Artificial intelligence (AI) has improved the outcomes for hundreds of thousands of businesses by automating and speeding up their processes. Yet, it has also helped the criminals too, making it easier for them to commit fraud and steal money.
Nowhere has this been more keenly felt than in the banking and finance industry, where the technology has been successfully deployed in the fight against fraud, tackling everything from credit card fraud to money laundering. But one of the key areas where it is proving most effective is in detecting business lending fraud.
There’s no doubt that business lending fraud has been on the rise in recent years, increasing at an average of 14.5% year-over-year for small and mid-sized businesses in 2022, as per a LexisNexis report. But that’s just the tip of the iceberg, with many of these types of fraud going undetected or unreported.
The problem was exacerbated during the Covid-19 pandemic as businesses became increasingly stretched, with employees forced to work remotely. As a result, they have become obvious targets for scammers looking to exploit them.
Types of business lending fraud
As technology continues to evolve, so the criminals’ methods have too. There are four key areas where they are now focusing their efforts: application fraud, impersonating another business, providing incorrect information and hiding data.
Application fraud is fast becoming one of the most prevalent forms of deception. It involves a business or individual using their own details to apply for a financial product such as a loan, but when they complete the application they use false information or counterfeit documents, often to try and get a larger amount of money.

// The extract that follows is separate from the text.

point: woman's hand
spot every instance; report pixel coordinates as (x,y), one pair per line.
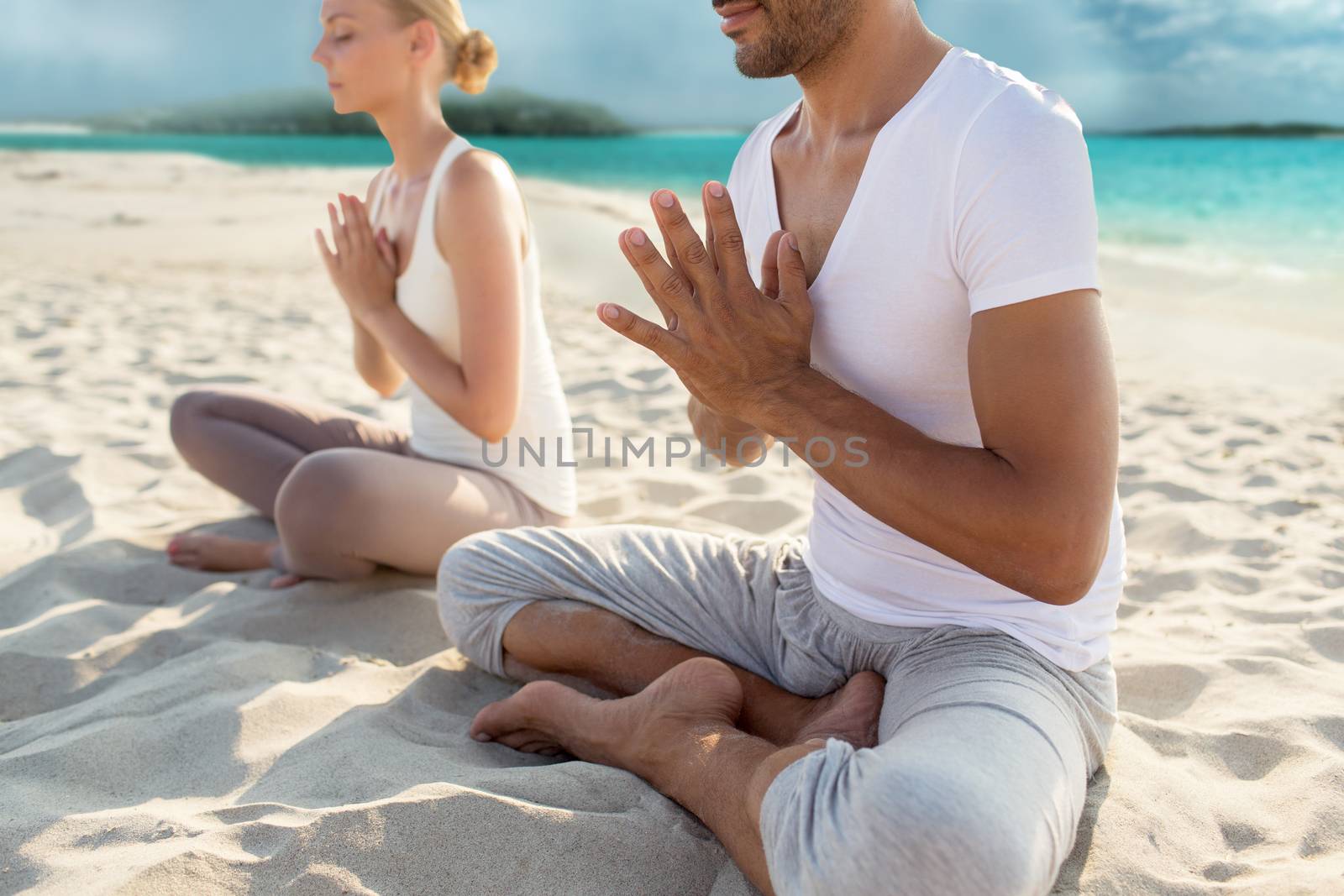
(363,268)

Another common tactic among fraudsters is impersonation. By using fake documentation to trick the lender into believing that they are another business, they can dupe them into lending them big sums of money.
Knowingly providing the wrong information is fraud too. This typically includes but is not limited to, the submission of misstated management information and fudged bank statements, which are hard to verify without the correct records.

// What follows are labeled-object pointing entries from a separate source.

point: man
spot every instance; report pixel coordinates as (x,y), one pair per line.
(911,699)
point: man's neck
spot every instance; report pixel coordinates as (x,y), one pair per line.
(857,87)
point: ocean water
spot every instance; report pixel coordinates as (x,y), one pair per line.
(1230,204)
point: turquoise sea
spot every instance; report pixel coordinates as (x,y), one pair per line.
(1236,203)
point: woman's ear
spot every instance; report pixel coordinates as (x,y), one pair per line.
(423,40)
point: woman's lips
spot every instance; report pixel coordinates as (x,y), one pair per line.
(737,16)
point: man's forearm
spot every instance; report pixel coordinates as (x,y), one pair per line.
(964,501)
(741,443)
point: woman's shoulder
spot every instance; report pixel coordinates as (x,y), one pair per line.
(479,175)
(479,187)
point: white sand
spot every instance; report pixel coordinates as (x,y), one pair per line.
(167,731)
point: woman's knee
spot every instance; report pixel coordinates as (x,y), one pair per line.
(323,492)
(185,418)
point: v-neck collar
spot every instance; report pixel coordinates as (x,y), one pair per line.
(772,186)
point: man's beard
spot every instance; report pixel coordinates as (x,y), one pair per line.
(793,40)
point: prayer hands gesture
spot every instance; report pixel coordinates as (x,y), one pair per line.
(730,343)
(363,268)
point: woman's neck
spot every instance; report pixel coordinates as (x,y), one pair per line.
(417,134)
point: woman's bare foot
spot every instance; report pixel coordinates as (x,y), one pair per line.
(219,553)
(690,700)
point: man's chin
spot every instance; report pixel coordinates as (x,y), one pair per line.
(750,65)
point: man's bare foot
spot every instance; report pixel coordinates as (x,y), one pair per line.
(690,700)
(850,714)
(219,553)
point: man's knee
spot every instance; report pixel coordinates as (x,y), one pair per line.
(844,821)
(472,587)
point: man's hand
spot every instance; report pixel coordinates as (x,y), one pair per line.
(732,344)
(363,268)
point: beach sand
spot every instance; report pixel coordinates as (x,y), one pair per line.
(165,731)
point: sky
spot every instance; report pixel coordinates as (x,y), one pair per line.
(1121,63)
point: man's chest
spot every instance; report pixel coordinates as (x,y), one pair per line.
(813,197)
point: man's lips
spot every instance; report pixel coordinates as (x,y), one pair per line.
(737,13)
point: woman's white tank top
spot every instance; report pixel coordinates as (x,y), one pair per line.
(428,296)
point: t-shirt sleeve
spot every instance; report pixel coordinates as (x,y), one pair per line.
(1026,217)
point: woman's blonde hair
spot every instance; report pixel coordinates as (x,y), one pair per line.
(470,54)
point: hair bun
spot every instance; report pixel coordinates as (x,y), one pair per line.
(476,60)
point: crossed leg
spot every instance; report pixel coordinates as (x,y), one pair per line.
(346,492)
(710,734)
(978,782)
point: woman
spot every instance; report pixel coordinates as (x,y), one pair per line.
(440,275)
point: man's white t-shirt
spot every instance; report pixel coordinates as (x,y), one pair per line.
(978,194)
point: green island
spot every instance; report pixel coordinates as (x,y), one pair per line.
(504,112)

But perhaps the hardest fraud to uncover of all is hiding data. By withholding key information that can be used to determine a lending decision, scammers can secure a bigger loan.

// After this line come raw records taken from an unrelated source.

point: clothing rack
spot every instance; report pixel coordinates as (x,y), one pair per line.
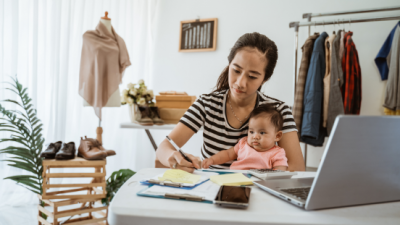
(308,24)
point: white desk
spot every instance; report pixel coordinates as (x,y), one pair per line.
(146,129)
(128,208)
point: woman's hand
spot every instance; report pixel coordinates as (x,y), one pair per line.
(207,163)
(176,161)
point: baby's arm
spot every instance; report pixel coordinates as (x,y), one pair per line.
(284,168)
(219,158)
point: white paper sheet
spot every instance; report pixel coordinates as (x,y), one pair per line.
(208,190)
(204,176)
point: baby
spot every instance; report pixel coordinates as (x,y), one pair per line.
(258,149)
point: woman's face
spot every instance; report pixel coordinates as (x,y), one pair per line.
(246,72)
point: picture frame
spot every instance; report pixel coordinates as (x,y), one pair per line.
(198,35)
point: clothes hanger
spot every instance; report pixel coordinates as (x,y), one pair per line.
(106,16)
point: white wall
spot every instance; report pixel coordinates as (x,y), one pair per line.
(197,73)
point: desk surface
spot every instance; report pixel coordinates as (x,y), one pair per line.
(153,127)
(128,208)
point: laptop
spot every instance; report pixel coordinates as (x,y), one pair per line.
(361,165)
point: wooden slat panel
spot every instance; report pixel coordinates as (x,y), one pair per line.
(72,202)
(79,211)
(74,196)
(64,175)
(66,191)
(72,185)
(87,221)
(74,162)
(46,201)
(43,221)
(45,211)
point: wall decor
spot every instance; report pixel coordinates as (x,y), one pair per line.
(198,35)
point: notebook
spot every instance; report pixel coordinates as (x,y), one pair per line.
(236,179)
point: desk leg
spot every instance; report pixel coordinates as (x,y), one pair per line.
(151,139)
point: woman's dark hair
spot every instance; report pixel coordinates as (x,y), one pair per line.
(271,111)
(252,40)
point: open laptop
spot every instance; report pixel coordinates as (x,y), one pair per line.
(361,165)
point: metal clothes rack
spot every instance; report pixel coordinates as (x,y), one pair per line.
(308,24)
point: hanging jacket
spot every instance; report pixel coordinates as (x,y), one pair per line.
(388,62)
(307,50)
(313,96)
(335,105)
(327,77)
(351,90)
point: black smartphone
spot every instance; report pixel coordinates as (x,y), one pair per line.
(233,197)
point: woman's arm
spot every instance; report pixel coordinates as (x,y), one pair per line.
(290,142)
(168,155)
(219,158)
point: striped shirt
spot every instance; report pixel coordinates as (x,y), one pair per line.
(209,111)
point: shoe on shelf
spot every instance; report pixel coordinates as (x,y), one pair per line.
(89,150)
(155,116)
(143,117)
(67,151)
(51,150)
(97,143)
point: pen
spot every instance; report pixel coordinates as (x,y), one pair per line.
(179,150)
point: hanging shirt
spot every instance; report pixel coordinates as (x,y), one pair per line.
(103,62)
(392,94)
(307,50)
(351,89)
(383,57)
(388,65)
(335,105)
(312,129)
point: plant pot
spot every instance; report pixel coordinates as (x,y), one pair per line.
(134,113)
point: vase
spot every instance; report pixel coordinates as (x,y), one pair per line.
(133,112)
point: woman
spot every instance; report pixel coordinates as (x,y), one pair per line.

Given the complexity of these kinds of fraud and the fact that they can be committed by individuals and companies themselves or others who have stolen their identity by posing as them, it makes it even harder to identify and prevent them from happening in the first place. And so deceptive are they that the victim may never know they have been targeted or only find out when they are turned down for a loan after the fraud was perpetrated without them being aware of it.